The March 26 Washington Post reported that at least "40 major international banks and financial institutions have either cut off or cut back business with the Iranian government or private sector as a result of a quiet campaign launched by the Treasury and State departments last September, according to Treasury and State officials.

"The financial squeeze has seriously crimped Tehran's ability to finance petroleum industry projects and to pay for imports ...

The March 28 Christian Science Monitor reported that "war with Iran, or even targeted air strikes at presumed nuclear facilities, is looking less and less likely. Despite tough rhetoric from both sides and increased tension over Iran's move to detain 15 British sailors last week, a variety of influential thinkers who championed the US-led invasion of Iraq are now saying that containment, not confrontation, is the best approach to Iran" in the immediate period ahead.

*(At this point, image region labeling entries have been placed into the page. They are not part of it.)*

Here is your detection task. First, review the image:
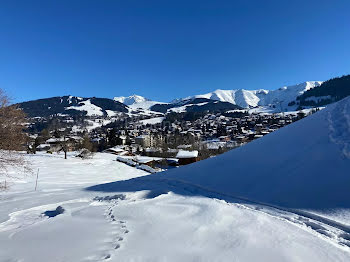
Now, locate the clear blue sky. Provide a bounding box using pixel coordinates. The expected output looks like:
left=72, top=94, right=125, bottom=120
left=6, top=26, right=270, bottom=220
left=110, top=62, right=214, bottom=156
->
left=0, top=0, right=350, bottom=101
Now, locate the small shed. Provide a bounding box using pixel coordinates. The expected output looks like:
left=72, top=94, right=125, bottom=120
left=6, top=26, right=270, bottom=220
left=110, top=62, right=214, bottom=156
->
left=176, top=150, right=198, bottom=165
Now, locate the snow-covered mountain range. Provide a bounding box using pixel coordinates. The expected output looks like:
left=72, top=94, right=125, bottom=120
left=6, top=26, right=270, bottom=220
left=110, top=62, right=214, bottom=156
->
left=114, top=81, right=322, bottom=111
left=113, top=95, right=150, bottom=106
left=185, top=81, right=322, bottom=109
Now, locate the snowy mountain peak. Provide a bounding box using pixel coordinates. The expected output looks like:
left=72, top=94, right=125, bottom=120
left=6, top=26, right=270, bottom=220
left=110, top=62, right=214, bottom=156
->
left=113, top=95, right=150, bottom=106
left=184, top=81, right=322, bottom=108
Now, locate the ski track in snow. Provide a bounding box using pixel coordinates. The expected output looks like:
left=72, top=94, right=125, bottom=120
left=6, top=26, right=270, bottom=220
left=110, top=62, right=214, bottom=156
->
left=87, top=194, right=129, bottom=261
left=157, top=180, right=350, bottom=252
left=328, top=101, right=350, bottom=159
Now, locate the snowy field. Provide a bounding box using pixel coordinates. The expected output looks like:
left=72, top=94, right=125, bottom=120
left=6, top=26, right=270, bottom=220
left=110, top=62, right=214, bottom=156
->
left=0, top=150, right=350, bottom=262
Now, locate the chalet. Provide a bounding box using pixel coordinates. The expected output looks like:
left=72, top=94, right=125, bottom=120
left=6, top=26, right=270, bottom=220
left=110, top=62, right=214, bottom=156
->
left=176, top=150, right=198, bottom=165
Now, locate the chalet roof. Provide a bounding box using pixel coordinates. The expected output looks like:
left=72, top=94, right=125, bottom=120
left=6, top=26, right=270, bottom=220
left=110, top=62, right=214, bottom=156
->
left=176, top=150, right=198, bottom=159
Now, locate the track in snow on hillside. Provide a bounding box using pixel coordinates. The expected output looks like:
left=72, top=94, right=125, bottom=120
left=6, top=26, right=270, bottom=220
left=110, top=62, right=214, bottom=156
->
left=328, top=97, right=350, bottom=159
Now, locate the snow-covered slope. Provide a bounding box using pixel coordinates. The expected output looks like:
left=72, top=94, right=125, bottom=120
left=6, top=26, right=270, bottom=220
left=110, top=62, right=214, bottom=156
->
left=113, top=95, right=164, bottom=110
left=185, top=81, right=322, bottom=108
left=0, top=153, right=350, bottom=262
left=113, top=95, right=149, bottom=106
left=162, top=97, right=350, bottom=213
left=66, top=99, right=103, bottom=116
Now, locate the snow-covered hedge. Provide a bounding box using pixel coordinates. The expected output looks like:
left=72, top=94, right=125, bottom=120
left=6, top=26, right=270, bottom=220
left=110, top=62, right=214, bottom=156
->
left=117, top=156, right=157, bottom=174
left=136, top=165, right=157, bottom=174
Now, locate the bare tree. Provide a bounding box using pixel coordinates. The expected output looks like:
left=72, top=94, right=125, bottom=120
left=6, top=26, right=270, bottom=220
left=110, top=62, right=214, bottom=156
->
left=0, top=89, right=30, bottom=176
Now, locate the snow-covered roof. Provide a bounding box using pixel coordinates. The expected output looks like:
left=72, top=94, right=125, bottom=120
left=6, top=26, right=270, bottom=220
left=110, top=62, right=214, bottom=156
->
left=176, top=150, right=198, bottom=158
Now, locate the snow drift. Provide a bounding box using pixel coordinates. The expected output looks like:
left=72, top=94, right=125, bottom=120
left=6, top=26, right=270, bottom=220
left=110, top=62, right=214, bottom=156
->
left=156, top=97, right=350, bottom=210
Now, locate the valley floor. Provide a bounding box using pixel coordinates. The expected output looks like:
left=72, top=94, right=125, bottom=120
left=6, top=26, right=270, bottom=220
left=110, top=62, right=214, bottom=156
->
left=0, top=153, right=350, bottom=262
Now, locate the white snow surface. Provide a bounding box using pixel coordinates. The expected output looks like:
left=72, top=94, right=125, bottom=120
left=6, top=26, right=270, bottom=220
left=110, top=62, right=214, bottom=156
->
left=176, top=150, right=198, bottom=158
left=66, top=99, right=103, bottom=116
left=0, top=153, right=350, bottom=262
left=140, top=117, right=165, bottom=125
left=189, top=81, right=322, bottom=109
left=159, top=97, right=350, bottom=217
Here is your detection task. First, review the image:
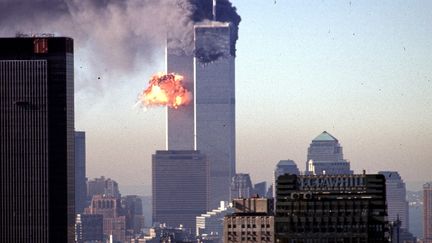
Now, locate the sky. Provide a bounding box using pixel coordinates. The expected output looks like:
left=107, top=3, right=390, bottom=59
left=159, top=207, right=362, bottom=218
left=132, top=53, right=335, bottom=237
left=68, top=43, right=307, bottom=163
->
left=70, top=0, right=432, bottom=195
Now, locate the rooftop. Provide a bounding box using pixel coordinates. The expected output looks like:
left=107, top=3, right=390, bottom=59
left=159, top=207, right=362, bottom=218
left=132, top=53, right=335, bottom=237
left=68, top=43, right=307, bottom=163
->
left=312, top=131, right=338, bottom=141
left=277, top=159, right=297, bottom=166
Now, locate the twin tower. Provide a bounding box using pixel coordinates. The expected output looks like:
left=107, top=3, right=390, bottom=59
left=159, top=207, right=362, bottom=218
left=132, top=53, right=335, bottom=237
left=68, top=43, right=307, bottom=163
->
left=166, top=21, right=235, bottom=208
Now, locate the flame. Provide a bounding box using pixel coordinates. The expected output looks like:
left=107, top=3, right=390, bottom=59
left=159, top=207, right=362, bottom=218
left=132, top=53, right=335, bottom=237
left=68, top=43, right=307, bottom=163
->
left=138, top=73, right=192, bottom=109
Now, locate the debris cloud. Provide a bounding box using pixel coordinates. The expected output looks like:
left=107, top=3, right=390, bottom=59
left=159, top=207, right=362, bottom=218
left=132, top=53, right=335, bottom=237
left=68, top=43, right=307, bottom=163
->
left=137, top=73, right=192, bottom=109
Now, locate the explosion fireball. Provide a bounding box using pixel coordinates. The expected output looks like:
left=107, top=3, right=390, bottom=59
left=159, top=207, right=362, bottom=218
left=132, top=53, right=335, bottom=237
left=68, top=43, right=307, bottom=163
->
left=137, top=73, right=192, bottom=109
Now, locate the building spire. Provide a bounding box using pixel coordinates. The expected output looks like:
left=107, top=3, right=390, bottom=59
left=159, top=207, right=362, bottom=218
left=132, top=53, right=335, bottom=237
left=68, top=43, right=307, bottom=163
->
left=213, top=0, right=217, bottom=21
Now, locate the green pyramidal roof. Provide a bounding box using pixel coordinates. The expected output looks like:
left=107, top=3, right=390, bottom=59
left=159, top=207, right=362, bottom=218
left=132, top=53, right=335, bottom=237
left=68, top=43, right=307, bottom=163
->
left=312, top=131, right=338, bottom=141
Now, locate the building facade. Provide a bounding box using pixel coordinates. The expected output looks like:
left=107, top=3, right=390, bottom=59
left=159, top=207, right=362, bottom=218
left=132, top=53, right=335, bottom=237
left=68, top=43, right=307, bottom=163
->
left=121, top=195, right=145, bottom=234
left=87, top=176, right=121, bottom=200
left=223, top=198, right=275, bottom=243
left=272, top=159, right=300, bottom=198
left=75, top=131, right=87, bottom=214
left=0, top=37, right=75, bottom=242
left=230, top=173, right=254, bottom=200
left=306, top=131, right=353, bottom=175
left=423, top=182, right=432, bottom=243
left=166, top=47, right=195, bottom=150
left=152, top=150, right=209, bottom=232
left=378, top=171, right=409, bottom=231
left=275, top=174, right=388, bottom=243
left=194, top=21, right=236, bottom=208
left=196, top=202, right=234, bottom=241
left=75, top=214, right=104, bottom=243
left=85, top=195, right=126, bottom=243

As a result of Washington's failing war in Iraq, polls show that attacking Iran is highly unpopular among US voters. Moreover, the "logistics of a strike, with an expanded US military role in Iraq and the fact that the two US carrier groups in the Gulf can't stay there indefinitely, are growing ever more difficult", the Boston-based daily observed.

"If Bush attacked Iran tomorrow, the great majority of Americans would think he was nuts", Patrick Clawson, from Washington Institute for Near East Policy, told the CSM, which added: "Clawson, a vigorous proponent of invading Iraq, sees the Islamic Republic of Iran as an intractable enemy of the US, and has repeatedly urged that the US focus on regime change there... But he has recently written that military action against Iran 'is clearly undesirable' and thinks war is out of the question" in the current political circumstances.